Project Details
Ion tracks as electrically conducting nanowires
Subject Area
Experimental Condensed Matter Physics
Term
from 2012 to 2016
Project identifier
Deutsche Forschungsgemeinschaft (DFG) - Project number 206649505
Ion tracks in matter are generated during irradiation with swift heavy ions by high and very local electronic energy loss. The structural changes induced in this way often yield to amorphous tracks or defect enriched latent tracks. In very few cases one finds a local phase transformation form an electrically insulating to a conductive phase. This is the case for tetrahedral amorphous carbon (ta-C) which locally converts to a sp2 bonded conductive phase upon irradiation with e.g. GeV 238U ions. The diameter of the conducting tracks is only 8 nm. Thus, conducting ion tracks possess the potential to realize novel nanoscale electronic devices. It seems that beside ta-C other materials like VO2 , rare earth nickelates and Fe3O4, which undergo an insulator-metal transition as function of temperature, are also suited to generate conducting ion tracks. Such systems may be of interest for all-oxide electronic devices and because of their thermoelectric behaviour.

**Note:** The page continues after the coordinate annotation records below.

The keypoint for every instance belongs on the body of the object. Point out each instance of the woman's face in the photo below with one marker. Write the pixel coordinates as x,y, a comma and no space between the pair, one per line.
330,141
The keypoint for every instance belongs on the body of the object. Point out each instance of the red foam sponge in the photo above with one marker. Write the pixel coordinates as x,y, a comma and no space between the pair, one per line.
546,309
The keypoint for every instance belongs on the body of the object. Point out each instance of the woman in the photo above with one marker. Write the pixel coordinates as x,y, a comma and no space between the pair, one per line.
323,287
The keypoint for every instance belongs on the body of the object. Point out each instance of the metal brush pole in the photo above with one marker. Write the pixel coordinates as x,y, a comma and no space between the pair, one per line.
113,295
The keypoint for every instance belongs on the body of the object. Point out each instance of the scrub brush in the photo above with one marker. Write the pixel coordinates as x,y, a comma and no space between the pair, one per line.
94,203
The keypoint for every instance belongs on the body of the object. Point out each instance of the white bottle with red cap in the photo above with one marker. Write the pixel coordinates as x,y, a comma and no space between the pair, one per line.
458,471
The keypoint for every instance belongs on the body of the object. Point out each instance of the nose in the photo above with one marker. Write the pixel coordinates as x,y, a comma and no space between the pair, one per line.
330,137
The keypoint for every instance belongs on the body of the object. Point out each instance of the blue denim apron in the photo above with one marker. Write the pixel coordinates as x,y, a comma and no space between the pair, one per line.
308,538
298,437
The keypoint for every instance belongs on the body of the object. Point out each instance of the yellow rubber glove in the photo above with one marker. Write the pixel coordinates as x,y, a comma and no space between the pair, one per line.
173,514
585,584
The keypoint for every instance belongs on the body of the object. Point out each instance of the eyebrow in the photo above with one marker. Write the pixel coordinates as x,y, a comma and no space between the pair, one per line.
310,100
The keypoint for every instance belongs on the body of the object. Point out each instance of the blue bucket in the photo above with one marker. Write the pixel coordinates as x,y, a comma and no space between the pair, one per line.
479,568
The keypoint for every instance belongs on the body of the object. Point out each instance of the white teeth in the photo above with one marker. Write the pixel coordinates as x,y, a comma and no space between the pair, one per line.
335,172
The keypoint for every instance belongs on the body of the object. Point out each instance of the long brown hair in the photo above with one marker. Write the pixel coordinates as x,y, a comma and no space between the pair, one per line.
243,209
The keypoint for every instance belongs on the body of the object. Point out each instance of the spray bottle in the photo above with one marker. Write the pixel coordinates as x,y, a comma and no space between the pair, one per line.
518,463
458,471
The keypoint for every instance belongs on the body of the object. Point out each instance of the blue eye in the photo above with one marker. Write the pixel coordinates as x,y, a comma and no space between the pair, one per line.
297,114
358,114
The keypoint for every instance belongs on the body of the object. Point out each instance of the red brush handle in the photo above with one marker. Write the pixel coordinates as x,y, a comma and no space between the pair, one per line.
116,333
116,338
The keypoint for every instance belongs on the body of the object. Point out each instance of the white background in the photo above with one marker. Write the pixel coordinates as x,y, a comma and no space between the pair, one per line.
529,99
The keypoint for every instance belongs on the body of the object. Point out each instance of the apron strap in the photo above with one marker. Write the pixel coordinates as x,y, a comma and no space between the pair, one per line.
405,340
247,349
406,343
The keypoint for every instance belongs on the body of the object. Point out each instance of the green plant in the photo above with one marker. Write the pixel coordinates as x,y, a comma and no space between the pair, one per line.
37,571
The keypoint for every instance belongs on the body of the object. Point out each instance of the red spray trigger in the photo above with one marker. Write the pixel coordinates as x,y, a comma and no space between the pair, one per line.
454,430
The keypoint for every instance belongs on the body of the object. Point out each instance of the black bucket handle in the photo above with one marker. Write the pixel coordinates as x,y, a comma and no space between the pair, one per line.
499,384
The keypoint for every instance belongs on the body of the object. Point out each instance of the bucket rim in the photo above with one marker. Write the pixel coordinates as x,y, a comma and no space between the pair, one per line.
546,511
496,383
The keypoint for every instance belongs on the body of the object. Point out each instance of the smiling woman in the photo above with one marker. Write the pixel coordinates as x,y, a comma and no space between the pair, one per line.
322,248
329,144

The aim of the proposal is to tailor the track conductivity in ta-C towards high and uniform conductivity with Ohmic conduction. This shall be achieved by doping of the ta-C matrix with suited metal atoms and also by ion irradiation with high charge state ions (high energy loss). Furthermore, the formation, the microstructure and the properties of conducting ion tracks in VO2 thin films shall be investigated. The potential of ion track electronics shall be studied for interrupted tracks, prepared by irradiating layered film structures of ta-C and insulating BN spacer layers. In this way conducting ion tracks provide the contacts to a small volume of few nm3 in size which may exhibit Coulomb blockade effects even at room temperature.